Electric starter was missing and pull cord did not work.Fixed the recoil starter
but engine was turning over hard enough to damage cheap recoil mechanism.
Removed valve cover and found bent push rods.After removing head found exhaust valve guide had slid out of place.Also the lower part of the intake valve was blueish... sign of overheating?? To make a long story short I pressed the guide in place lapped valves and installed head with new push rods and head gasket.

Engine started right up ,I removed a few drifts of snow in the drive and when I dropped the throttle to idle speed the engine backfired and stopped.It would not start.

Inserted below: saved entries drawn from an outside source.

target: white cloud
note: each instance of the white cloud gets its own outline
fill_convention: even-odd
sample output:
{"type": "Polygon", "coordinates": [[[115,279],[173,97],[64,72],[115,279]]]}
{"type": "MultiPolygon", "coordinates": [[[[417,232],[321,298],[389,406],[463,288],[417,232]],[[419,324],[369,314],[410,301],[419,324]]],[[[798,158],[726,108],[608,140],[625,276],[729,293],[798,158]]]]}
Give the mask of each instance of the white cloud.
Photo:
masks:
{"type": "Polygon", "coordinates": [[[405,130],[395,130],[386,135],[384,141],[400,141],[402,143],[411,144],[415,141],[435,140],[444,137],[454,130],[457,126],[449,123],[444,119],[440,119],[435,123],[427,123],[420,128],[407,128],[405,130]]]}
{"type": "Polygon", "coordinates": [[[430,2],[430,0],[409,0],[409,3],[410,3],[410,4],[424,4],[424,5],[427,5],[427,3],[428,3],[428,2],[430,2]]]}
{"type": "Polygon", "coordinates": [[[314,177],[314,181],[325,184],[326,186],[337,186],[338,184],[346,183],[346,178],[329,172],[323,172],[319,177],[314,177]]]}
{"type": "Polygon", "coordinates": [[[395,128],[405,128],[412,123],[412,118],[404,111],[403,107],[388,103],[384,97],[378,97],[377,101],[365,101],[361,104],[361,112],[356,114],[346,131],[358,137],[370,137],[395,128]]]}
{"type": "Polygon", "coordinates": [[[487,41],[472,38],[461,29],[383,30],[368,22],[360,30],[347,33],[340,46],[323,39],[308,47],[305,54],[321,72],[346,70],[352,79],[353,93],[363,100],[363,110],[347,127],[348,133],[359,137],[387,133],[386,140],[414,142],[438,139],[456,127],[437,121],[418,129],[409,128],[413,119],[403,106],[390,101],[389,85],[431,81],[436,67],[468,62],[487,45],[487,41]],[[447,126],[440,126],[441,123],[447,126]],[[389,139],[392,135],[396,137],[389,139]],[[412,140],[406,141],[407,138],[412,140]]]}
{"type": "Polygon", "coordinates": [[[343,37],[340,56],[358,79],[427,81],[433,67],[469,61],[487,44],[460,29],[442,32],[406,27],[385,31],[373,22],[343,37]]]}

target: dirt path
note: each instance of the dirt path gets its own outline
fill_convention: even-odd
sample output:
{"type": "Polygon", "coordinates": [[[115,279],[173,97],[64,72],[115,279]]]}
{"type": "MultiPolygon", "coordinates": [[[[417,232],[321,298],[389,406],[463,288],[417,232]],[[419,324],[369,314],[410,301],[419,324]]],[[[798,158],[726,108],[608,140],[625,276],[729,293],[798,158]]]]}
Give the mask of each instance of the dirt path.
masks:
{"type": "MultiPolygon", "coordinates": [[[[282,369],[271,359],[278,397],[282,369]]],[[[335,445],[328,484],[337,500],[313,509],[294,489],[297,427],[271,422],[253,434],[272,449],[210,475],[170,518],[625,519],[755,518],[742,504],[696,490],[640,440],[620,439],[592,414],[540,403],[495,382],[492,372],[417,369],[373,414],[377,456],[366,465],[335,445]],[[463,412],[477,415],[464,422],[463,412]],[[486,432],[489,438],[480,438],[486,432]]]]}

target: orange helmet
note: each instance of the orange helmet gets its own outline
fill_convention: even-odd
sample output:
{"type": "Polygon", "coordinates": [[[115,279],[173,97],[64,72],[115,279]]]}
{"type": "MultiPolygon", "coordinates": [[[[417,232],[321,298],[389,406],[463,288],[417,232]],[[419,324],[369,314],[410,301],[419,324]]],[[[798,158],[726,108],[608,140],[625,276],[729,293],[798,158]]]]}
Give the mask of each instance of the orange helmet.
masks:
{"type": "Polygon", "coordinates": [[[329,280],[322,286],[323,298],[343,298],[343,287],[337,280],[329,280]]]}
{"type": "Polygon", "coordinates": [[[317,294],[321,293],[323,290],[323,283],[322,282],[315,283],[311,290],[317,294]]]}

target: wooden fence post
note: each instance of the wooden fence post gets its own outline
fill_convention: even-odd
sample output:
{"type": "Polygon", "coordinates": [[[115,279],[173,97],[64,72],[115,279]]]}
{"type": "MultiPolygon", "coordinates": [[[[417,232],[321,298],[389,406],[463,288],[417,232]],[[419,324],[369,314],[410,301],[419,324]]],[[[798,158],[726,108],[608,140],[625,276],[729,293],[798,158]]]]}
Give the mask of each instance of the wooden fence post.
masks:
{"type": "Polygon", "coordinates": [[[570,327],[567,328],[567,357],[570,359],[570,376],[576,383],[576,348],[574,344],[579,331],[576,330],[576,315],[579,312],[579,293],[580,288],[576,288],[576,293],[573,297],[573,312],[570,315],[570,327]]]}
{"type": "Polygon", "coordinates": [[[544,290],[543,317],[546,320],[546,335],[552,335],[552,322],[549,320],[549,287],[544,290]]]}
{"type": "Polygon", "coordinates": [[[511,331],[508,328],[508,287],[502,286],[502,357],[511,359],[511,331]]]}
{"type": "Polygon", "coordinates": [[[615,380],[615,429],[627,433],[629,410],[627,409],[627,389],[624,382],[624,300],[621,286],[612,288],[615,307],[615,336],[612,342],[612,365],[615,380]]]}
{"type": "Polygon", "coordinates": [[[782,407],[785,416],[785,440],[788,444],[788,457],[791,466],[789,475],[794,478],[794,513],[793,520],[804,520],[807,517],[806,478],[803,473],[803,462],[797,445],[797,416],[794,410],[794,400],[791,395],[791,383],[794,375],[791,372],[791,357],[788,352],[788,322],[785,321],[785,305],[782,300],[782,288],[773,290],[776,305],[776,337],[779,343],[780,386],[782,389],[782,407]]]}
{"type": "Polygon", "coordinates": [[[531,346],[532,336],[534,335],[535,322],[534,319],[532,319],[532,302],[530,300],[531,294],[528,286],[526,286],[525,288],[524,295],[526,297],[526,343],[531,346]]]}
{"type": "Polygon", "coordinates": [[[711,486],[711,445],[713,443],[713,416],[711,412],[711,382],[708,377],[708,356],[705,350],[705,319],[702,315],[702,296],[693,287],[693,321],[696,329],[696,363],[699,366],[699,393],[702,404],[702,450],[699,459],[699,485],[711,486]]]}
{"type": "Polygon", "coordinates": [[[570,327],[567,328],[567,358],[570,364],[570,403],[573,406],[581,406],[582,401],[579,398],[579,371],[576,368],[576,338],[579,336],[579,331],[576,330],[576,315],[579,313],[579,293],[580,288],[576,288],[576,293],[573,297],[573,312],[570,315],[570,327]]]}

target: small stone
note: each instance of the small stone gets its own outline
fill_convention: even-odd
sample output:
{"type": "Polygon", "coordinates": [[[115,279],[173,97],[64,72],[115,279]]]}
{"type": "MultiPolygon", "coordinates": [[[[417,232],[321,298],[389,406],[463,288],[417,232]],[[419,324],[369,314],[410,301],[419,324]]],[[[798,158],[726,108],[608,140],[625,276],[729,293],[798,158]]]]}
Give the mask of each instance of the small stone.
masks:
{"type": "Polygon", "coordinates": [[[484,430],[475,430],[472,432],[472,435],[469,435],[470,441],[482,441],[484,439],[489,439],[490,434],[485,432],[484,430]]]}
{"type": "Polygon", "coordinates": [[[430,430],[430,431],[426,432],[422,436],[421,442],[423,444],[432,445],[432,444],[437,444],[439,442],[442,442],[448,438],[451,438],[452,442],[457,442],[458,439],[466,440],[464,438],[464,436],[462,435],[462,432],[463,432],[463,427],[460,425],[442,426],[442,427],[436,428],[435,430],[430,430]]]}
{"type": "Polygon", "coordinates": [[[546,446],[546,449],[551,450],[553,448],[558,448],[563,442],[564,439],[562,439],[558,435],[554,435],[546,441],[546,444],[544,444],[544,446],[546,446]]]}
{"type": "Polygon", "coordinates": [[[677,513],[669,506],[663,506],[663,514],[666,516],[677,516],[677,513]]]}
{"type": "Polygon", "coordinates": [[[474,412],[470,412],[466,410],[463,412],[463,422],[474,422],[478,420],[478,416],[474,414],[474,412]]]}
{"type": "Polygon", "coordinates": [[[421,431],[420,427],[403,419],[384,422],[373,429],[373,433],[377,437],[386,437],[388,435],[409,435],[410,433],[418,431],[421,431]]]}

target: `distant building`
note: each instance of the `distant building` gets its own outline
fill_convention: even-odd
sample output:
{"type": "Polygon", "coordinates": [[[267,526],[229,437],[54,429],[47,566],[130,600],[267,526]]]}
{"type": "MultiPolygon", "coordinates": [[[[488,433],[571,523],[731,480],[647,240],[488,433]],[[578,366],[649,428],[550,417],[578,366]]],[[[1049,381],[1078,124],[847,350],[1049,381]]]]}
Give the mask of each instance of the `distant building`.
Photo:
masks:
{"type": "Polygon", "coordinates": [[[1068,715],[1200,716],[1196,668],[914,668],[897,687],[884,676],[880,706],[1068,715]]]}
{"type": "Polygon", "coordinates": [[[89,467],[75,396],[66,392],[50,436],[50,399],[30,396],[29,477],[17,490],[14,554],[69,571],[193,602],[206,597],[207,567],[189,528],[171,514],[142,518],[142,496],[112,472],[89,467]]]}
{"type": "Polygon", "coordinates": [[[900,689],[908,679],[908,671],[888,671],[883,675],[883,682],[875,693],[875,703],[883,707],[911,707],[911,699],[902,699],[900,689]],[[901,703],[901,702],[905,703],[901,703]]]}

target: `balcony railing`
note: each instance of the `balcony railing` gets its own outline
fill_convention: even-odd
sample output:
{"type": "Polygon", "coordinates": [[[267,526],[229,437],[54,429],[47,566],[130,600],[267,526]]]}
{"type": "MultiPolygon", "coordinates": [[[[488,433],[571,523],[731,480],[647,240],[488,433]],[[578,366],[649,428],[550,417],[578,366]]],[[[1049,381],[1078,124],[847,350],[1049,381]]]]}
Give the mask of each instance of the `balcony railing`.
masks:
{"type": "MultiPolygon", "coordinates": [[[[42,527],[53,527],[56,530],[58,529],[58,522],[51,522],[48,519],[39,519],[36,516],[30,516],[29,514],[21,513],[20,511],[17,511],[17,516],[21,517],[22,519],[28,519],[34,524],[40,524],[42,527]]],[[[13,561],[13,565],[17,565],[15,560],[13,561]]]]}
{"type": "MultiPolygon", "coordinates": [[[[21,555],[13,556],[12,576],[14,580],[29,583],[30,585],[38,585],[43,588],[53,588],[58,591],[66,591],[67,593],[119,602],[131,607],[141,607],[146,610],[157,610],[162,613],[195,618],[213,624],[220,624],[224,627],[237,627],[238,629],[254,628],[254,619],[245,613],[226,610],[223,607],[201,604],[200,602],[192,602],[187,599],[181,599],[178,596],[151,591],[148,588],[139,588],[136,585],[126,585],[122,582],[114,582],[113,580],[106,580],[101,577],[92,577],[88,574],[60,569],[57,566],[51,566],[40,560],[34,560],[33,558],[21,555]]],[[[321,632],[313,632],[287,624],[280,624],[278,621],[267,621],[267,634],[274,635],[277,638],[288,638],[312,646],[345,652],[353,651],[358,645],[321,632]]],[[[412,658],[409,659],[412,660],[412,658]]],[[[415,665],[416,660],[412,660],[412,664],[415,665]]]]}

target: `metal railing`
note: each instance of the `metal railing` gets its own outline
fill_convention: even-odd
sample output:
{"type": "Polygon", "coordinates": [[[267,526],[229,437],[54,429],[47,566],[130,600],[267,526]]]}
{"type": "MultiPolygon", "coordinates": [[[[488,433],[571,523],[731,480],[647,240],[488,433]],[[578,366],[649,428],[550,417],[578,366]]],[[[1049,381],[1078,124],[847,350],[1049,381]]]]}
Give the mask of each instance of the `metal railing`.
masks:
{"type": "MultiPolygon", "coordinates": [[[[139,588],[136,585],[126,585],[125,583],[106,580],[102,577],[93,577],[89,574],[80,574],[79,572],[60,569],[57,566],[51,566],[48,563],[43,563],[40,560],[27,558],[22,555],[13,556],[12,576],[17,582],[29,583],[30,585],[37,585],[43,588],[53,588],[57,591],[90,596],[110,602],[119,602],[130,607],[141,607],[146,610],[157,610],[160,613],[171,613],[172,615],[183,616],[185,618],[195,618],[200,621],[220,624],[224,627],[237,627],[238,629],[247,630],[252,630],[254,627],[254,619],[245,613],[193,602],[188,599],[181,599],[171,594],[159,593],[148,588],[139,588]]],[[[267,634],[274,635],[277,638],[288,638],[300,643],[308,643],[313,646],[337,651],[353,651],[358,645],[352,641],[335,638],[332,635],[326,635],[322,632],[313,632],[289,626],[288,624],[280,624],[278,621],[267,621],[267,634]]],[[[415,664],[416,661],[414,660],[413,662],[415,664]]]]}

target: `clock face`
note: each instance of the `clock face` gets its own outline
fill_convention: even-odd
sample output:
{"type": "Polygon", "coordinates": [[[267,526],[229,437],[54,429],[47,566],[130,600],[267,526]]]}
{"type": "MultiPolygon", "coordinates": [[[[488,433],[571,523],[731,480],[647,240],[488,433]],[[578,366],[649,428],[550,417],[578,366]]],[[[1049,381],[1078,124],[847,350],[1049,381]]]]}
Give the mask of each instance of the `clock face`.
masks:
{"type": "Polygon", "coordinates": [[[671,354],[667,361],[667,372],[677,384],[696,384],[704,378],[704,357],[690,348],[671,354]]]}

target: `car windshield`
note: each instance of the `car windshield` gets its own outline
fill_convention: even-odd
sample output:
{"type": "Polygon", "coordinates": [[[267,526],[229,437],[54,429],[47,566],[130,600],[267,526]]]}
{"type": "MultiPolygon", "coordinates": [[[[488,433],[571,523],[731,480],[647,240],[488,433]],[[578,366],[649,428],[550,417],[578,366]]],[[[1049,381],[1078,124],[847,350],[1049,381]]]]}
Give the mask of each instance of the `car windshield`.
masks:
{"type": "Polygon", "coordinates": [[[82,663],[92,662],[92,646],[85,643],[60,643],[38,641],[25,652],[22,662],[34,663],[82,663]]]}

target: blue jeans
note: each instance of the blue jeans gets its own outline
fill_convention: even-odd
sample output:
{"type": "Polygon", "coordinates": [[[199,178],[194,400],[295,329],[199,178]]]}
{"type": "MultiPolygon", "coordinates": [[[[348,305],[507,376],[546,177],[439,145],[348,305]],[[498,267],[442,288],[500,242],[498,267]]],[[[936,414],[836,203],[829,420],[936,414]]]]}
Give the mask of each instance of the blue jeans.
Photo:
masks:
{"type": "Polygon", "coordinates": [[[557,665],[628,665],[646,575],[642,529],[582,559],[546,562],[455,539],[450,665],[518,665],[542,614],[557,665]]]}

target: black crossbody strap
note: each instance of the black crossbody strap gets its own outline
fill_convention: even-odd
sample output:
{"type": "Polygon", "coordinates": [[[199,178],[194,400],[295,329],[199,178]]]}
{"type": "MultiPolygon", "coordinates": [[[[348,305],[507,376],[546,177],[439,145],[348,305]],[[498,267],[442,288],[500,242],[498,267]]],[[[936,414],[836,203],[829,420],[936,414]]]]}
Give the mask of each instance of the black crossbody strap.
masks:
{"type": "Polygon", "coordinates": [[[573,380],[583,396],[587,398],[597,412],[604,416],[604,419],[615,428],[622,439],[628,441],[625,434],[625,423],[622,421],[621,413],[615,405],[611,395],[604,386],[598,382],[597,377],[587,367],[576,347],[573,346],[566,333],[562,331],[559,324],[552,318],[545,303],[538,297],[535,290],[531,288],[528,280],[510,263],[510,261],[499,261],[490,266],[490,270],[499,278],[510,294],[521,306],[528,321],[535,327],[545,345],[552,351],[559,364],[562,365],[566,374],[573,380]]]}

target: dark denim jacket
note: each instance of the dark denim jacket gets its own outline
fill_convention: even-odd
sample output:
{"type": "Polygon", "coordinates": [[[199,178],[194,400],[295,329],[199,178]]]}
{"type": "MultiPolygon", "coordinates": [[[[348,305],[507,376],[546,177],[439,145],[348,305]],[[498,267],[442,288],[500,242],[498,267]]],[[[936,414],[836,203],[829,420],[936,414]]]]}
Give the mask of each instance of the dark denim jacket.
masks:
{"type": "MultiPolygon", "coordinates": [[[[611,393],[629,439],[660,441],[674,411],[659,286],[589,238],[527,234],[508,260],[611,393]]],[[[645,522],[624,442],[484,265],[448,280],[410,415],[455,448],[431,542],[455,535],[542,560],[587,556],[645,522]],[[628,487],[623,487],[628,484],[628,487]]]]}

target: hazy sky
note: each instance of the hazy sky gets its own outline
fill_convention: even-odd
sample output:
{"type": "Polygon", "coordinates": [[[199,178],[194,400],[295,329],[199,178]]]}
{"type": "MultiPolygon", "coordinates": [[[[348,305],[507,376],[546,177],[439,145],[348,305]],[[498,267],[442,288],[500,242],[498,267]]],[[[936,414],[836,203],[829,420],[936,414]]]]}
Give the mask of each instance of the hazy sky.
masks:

Apparently this is common with this engine.The the valve guide was out of place again and exhaust push rod bent.

Has any one had this problem and would a new or good used head with tight valve guides solve the problem? The backfiring problem should not push out a valve guide if the head has not overheated. 

Thanks...Flattop


----------



## Shryp (Jan 1, 2011)

Hmm, maybe a good candidate for a $300 Predator? Sounds like something is up with that engine. Possible to fix, but how much money are you going to spend hoping the next thing fixes it?

Are the valves overheating and expanding and jamming in the guides?

Are those guides supposed to be peened in place? I think on some you are suppose to take a punch and put a little dent in both ends to hold them in.


----------



## Marty013 (Mar 14, 2014)

did you check the head and block to make sure they are plane? head or block tha isnt true would most efinately be a sign of overheating.. resolving this should resolve the warping issue.. warped heads or block needs to be either planed by a machine shop or changed out

maybe a repower would be easier on the wallet??


----------



## Motor City (Jan 6, 2014)

Usually the guide would need to be staked in, to prevent future movement. If the machine is worth it, just buy a new head. Or check ebay for a good used one.


----------



## flattop (Jan 24, 2016)

I checked the head and it is not warped.I called the guy who gave it to me .He says he gave it a hard time but after it backfired an stopped it still turned over but would not start so I assumed the engine did not stick but could have overheated since the intake valve stem is blue at the base .The valve stems are not scored.These engines run lean and hot to meet EPA standards and backfire unless you slow them down slowly, tend to backfire. But this should not damage engine.A new head is expensive with the low Canadian dollar but a good used one is feasible .The rest of the sno-thro is like new.


----------



## BeerGhost (Dec 17, 2013)

tap the guide back in then put some lapping compound on the exhaust valve stem n run it in the guide bore. the blued stem tells me it getting tight in the guide. fatten up the carb a bit to drop operating temp,


----------